The following extract is from a little later in the speech.

...it is characteristic of wicked problems that key stakeholders define the problem differently. That plurality of frames is inevitable. But what’s not inevitable is the stakeholders’ mutual ignorance of each other’s incompatible starting points. There is no kumbaya moment. You never get everyone on the same page. Consensus? You must be kidding. In dealing with wicked problems these are vain hopes, signs of the stupid. What’s possible is a world where different stakeholders “get” that the world looks different to people who hold different stakes.

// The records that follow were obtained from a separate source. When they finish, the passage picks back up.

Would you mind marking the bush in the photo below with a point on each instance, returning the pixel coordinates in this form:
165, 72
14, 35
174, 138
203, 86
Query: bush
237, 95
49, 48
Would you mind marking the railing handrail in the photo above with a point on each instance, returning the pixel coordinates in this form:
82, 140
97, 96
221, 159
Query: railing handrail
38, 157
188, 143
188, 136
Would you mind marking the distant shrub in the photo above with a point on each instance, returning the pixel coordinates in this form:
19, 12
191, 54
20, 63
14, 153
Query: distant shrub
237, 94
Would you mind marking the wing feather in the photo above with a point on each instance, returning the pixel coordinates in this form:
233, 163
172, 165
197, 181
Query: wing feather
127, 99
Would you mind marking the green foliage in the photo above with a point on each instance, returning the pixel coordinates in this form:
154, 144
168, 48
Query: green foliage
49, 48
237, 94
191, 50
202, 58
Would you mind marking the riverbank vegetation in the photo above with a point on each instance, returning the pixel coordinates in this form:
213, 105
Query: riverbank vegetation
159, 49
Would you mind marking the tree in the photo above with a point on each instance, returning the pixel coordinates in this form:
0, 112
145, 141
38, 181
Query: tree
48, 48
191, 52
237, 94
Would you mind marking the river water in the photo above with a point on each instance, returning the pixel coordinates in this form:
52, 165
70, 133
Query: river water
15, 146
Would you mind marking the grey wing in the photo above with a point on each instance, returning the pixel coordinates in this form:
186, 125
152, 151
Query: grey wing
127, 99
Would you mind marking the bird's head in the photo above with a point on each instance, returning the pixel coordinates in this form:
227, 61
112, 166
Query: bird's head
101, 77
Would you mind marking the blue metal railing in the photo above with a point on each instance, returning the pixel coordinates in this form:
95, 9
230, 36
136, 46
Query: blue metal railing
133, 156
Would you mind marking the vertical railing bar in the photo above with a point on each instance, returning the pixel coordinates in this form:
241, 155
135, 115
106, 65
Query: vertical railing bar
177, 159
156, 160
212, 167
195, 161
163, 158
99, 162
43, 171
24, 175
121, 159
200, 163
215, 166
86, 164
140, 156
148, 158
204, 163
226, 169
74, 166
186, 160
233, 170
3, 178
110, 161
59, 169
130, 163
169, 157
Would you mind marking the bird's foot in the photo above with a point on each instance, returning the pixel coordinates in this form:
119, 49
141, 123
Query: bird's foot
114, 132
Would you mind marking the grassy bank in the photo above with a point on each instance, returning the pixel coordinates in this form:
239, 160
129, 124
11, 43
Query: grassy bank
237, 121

It seems to me that many of the big names in development are pretty combative iconoclasts. You have the heavy hitting sceptics and the evangelizing aid-fanatics and the increasingly self-righteous corporatists who dismiss the entire debate as missing the point. There are many, many divisions, constantly highlighted: economists vs political scientists, local vs international stakeholders, Global North vs Global South, academia vs practitioners... The list goes on and on.

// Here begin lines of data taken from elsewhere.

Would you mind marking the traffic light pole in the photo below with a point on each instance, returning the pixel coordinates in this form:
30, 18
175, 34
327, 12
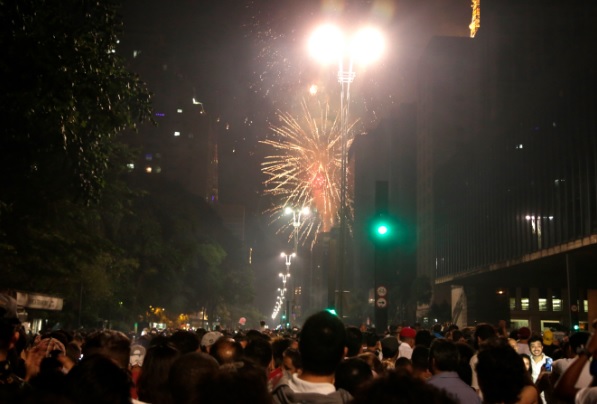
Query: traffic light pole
380, 261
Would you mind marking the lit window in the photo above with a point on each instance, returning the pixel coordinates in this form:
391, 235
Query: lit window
542, 304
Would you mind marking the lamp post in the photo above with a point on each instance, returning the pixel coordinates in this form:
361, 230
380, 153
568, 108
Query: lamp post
328, 44
288, 261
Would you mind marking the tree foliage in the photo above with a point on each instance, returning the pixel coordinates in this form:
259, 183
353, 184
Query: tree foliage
69, 223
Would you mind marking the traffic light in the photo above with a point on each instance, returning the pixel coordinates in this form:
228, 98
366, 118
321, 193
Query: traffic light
383, 229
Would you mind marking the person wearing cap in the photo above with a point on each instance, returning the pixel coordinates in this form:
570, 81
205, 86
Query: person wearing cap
389, 351
524, 333
407, 338
209, 339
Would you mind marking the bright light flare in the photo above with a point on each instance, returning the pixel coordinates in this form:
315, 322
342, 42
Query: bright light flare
327, 44
367, 45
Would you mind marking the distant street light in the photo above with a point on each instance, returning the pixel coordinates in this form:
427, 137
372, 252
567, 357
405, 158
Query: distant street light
328, 45
297, 214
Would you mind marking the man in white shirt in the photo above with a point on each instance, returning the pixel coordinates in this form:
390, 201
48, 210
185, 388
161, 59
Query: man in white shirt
538, 358
407, 342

Personally, I find it a lot more difficult to think of a comparable list of alliances. In terms of rhetoric and dialogue it seems that development types are a lot better at fighting than they are at incubating more sympathetic opinions of the vast 'plurality of frames' that they find themselves amongst. I find that a little disturbing. So here's my question to all my many elders and betters:

Is the long list of divisions a reflection of my personal reading of the development scene or of a sectoral deficiency in dealing with all the wicked problems 'development' encompasses?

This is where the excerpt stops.